Ankara'da silahlı saldırıda öldürülen eski Ülkü Ocakları Başkanı Sinan Ateş'in faillerinin yargılandığı davanın karar duruşmasında Selma Ateş'e saldıran Mertcan Kılıç'ın saldırı için 3 bin lira aldığı ileri sürüldü.
Kılıç'ı duruşmanın görüldüğü Ankara 32'nci Ağır Ceza Mahkemesi'nin bulunduğu Sinan Cezaevine getiren ve saldırının azmettiricileri oldukları iddia edilen Servet Bozkurt ve Ümit Özdağ'ın saldırı anını telefonlar kaydettikleri ileri sürüldü.
Kılıç, Selma Ateş'e saldırısının ardından gözaltına alındıktan sonra tutuklanmıştı. Azmettiriciler oldukları iddia edilen Bozkurt ve Özdağ'ın ifadeleri de ortaya çıktı.
İsmail Saymaz Halk TV'de yazdığı yazısında Bozkurt'un Mertcan Kılıç'ı 'mahalleden tanıdığını kendisinden borç istediğini ve cezaevine birlikte geldiklerini söylediğini' belirtti.
Saymaz'ın yazısındaki ilgili kısım şöyle:
"Sinan Ateş Davası’nın son duruşmasının görüldüğü 2 Ekim’de, karar için ara verilince bütün taraflar Sincan F Tipi Kapalı Cezaevi önündeki bahçeye çıktı.
Sinan Ateş’in ablası Selma Ateş Kazanç, yanında eşi, annesi ve kız kardeşi ile bahçede bir masada oturmuş, Milli Yol Partisi Genel Başkanı Remzi Çayır’la sohbet ediyordu.
Mertcan Kılıç adlı saldırgan, Kazanç’ın arkasından yaklaşarak, boynundan tutup çekti.
Kazanç’ın eşi müdahale edince Kılıç, ona da vurdu.
Saldırgan, kendisini engellemek için yeltenen Ateş’in diğer ablası Sevda Ateş Yörükoğlu’nu yere düşürüp sürükledi.
Polis tarafından gözaltına alınan Kılıç, kadına karşı basit yaralama suçundan tutuklanarak, cezaevine gönderildi.
Mertcan Kılıç’ı azmettirdikleri iddia edilen Servet Bozkurt ve Ümit Özdağ yakalandı.
Bu iki kişinin Kılıç’a 3 bin TL verdiği ileri sürülüyor.

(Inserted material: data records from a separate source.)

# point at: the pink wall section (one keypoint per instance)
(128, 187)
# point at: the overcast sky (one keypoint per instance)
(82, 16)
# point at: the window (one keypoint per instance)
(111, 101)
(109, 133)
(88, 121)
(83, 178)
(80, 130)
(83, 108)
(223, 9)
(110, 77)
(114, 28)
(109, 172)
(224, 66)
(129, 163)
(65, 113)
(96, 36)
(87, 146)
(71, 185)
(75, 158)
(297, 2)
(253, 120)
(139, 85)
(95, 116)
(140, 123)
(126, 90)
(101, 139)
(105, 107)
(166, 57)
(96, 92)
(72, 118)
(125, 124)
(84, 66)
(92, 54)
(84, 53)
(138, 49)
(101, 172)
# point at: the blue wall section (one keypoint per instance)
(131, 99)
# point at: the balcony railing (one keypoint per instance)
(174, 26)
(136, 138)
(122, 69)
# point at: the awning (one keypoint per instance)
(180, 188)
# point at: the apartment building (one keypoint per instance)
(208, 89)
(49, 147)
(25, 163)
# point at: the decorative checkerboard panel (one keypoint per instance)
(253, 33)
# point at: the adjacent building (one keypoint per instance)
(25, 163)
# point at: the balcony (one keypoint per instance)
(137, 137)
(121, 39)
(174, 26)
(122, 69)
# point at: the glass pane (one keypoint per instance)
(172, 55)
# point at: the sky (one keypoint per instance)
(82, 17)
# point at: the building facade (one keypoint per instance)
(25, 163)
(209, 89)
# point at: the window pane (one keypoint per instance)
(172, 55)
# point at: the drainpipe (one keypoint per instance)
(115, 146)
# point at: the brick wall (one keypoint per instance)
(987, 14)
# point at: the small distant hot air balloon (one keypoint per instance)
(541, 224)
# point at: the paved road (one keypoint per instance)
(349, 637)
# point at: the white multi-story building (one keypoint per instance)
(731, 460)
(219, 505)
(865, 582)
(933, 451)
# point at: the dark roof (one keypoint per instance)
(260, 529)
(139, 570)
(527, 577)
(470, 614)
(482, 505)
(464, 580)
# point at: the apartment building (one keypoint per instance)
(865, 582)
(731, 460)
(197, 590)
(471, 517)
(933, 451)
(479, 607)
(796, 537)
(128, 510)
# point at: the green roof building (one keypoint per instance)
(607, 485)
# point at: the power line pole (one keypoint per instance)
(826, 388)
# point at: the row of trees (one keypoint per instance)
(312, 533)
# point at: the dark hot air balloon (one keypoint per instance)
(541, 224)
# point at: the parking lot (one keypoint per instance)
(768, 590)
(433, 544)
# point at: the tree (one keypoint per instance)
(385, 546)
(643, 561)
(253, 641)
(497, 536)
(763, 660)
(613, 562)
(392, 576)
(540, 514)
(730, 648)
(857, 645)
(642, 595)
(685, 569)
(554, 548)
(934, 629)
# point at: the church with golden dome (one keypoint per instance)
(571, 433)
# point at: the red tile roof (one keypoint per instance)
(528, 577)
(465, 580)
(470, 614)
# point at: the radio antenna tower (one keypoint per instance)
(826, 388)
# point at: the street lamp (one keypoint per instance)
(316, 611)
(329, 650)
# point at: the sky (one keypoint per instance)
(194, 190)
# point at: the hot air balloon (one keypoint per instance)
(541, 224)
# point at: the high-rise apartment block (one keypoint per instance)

Kılıç’ı taksiyle cezaevine getiren Bozkurt ve Özdağ’ın saldırıyı telefonla kaydettileri savunuluyor.
Bozkurt, ifadesinde Kılıç’ı mahalleden tanıdığını, o gün Sincan F Tipi Cezaevi yerleşkesine aynı araçla geldiklerini iddia etti. Kılıç’a borç verdiğini ileri süren Bozkurt, şunları söyledi:
“Mertcan, mahallemin çocuğudur, oradan tanırım. Mertcan, cezaevine gideceğini söyledi. Ben de arkadaşımı ziyaret etmek için gidecektim. Bu sebeple cezaevine gittik. Fakat söz konusu olaylar neticesinde arkadaşımı ziyaret edemedim. Mertcan, mahalleden tanıdığım için borç istemişti. Bundan dolayı kendisine para verdim. Kesinlikle azmettirmedim.”
Özdağ ise olay günü Bozkurt’un “Cezaevine para yatırmaya gideceğim” dediğini ileri sürdü. Kılıç’ın Bozkurt’u aradığını öne süren Özdağ, şöyle devam etti:
“Kılıç, bizim olduğumuz aynalı fırının oraya geldi. Servet’ten borç istedi. O da 3 bin TL verdi. Mertcan da cezaevine para yatıracağını söyledi. Hep beraber cezaevine para yatırmaya gittik. Gidişiyimiz taksiyleydi.”
Özdağ, cezaevi önünde indiklerini, taksiyi gönderdiklerini ileri sürerek, “Servet abi içeriye sordu. Elden para almayacaklarını söyleyince otobüsle dönmeye karar verdik” dedi.
Bu sırada, kafeteryadan çay aldıklarını savunan Özdağ, şunları söyledi:
“Mertcan’ın kavga ettiğini gördüm. Servet abiye sorduğumda, ‘Sinan Ateş’in ablasına vurmuş, onlar da bunu dövmüş’ dedi. Ortalık kalabalıklaşınca Servet abi, ‘Biz buradan gidelim’ dedi. Taksiye binip uzaklaştık.”
İki kişi yurt dışına çıkış yasağı ve konutu terk etmeme tedbiri konarak, tutuksuz yargılanmak üzere serbest bırakıldı."